Il mio segno particolare di Maria Antonia Fama e Michele D’Ignazio al Teatro Trastevere

«Passami il mantello nero il costume da torero oggi salvo il mondo intero con un pugno di poesie». Così canta Dario Brunori in una sua canzone. Tutti, in fondo, abbiamo la possibilità di salvare il mondo. Basta prendersi un momento per raccogliere un pugno di poesie, per indossare un mantello, scoprirsi ancora una volta bambini e capire che abbiamo tutti delle storie da raccontare. Ogni vita ha le sue peculiarità. È questo il punto di partenza da cui nasce lo spettacolo Il mio segno particolare, regia di Maria Antonia Fama, adattamento teatrale del romanzo omonimo di Michele D’Ignazio, pubblicato da Rizzoli nel 2021: una storia avvolgente e coinvolgente che è una porta aperta sui ricordi e sui sogni, in una stanza dell’infanzia dove si alternano dottori, palloncini, zie compleanni, biciclette, divenendo tutti parte di un grande gioco.
«Il mio segno particolare gioca anche con il mondo dei supereroi e dei loro poteri. Alla fine della narrazione, però, ciò che emerge è proprio un elogio dell’arte di raccontare: è il nostro vero superpotere, perché permette di valorizzare ciò che ci capita, ci fa maturare, crea degli incredibili ponti con le storie degli altri. È importante non nascondersi o sentirsi in colpa per le proprie particolarità. Raccontare la propria storia è un modo per fare pace con il proprio passato, con la propria infanzia e di vederne gli aspetti più poetici ed essenziali. L’arte del raccontare fa uso del linguaggio ed è ugualmente importante prendere coscienza delle parole che utilizziamo. Il linguaggio è qualcosa di potente: modificando in positivo i modi di dire e il loro significato, cambiamo il nostro sguardo sul mondo. E di conseguenza cambiamo noi stessi e il mondo che ci circonda. In francese i nei si chiamano grains de beautés: chicchi di bellezza. In spagnolo invece si chiamano lunares, perché sono satelliti e fanno pensare alla luna piena. E in inglese skin mole, come le montagnole marroni che le talpe creano nel terreno. Ma anche come il molo, quello dei porti con le navi pronte a salpare. Di questi tempi viene molto utilizzata la parola “resilienza”. È una bella immagine, presa in prestito dalla fisica, di un corpo che sopporta una deformazione, uno stress e poi ritorna allo stato originario, dimostrando elasticità psichica e forza. È però più attinente a questa storia il concetto di “antifragilità” di cui parla Nassim Taleb. Se la resilienza è la capacità di rimanere se stessi nonostante gli “urti” della vita, l’antifragilità è invece la capacità di diventare una cosa nuova e migliore, proprio grazie all’urto subito. È abbracciare l’imprevisto, l’incertezza, il cambiamento, assumerne positivamente il rischio. È accertare che la vita è una costante trasformazione» (Maria Antonia Fama, Michele D’Ignazio)

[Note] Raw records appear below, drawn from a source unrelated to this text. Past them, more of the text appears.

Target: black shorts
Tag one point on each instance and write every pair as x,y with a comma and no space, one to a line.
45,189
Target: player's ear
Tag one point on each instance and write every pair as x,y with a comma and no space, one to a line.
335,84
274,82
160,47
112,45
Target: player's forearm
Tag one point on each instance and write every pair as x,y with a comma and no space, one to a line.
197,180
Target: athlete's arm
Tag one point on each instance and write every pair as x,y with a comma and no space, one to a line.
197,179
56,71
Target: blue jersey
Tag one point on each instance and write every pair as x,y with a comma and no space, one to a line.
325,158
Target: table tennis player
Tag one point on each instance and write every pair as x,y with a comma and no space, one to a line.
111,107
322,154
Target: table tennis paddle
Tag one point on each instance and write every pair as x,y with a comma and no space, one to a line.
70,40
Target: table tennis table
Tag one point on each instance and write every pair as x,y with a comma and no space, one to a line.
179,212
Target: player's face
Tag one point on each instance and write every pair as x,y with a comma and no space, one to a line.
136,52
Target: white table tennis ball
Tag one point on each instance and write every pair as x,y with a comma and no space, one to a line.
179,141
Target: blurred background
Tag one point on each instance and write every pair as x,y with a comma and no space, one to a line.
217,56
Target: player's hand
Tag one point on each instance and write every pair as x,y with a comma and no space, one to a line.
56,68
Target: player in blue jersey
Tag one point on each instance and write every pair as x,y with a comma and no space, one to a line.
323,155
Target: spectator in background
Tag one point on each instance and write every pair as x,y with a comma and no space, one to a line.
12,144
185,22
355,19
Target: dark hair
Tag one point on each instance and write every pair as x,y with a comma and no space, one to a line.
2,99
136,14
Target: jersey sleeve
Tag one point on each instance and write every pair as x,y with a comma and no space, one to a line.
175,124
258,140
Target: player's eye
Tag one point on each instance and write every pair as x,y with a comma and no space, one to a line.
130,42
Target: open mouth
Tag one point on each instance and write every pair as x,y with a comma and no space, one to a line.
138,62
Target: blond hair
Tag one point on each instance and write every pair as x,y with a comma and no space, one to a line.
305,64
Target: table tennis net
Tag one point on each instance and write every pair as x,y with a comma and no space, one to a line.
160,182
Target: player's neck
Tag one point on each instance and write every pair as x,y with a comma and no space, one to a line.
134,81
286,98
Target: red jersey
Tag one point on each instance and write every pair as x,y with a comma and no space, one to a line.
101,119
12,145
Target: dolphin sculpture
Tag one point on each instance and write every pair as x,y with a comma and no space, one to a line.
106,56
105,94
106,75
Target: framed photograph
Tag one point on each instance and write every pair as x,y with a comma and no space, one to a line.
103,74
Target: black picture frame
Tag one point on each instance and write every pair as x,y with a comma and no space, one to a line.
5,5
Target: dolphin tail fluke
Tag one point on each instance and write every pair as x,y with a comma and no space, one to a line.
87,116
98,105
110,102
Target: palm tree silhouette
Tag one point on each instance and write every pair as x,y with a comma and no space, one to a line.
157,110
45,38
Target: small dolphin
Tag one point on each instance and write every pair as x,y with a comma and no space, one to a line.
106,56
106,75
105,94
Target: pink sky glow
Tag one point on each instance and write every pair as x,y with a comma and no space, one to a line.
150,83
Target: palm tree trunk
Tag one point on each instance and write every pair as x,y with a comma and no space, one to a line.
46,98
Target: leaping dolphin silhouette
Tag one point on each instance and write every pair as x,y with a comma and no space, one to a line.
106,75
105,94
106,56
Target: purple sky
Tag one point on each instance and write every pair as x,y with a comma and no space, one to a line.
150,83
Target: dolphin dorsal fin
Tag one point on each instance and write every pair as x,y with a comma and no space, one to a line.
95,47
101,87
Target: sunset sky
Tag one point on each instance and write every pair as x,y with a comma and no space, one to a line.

Michele nasce il 7 gennaio 1984. I suoi genitori non vedono l’ora di conoscerlo, di prenderlo in braccio, di portarlo a casa. Ma quando lo vedono per la prima volta restano stupiti! Sulla schiena il piccolo ha qualcosa: una specie di mantello, proprio come quello dei supereroi. Cominciano così mille avventure, dentro e fuori dagli ospedali, con medici, sale operatorie e infiniti rotoli di garza. Michele, ormai adulto, racconta e continua a giocare con i bambini che incontra, con se stesso e con i suoi genitori, svelando quel segno particolare che gli ha segnato la vita e facendoci riflettere sull’importanza di ogni particolarità e sul senso. Un monologo per un attore solo, che sul palcoscenico prende vita, trasformandosi in una ballata a più voci, tra ombre moleste, nei giganti, marionette e le voci dei bambini “macchiolini”, che come Michele portano ogni giorno quel mantello che li rende forti e un po’ supereroi. Tutti “Scherzi della Natura” come lui, che non hanno fatto neanche in tempo a presentarsi a questo mondo, ad ambientarsi, a capirci qualcosa e già dovevano viaggiare, saltare, correre e lottare. C’è chi “è nato con la camicia”, loro sono nati con la valigia.
Il mio segno particolare di Maria Antonia Fama e Michele D’Ignazio (regia: M. A. Fama; soggetto: dal romanzo omonimo di M. D’Ignazio; teatro delle ombre: Corinna Bologna; luci: Pietro Frascaro; interprete: Marco Zordan), tratto dal libro omonimo di Michele D’Ignazio - pubblicato da Rizzoli e disponibile in libreria da marzo 2021 -,andrà in scena al Teatro Trastevere martedì 28 settembre.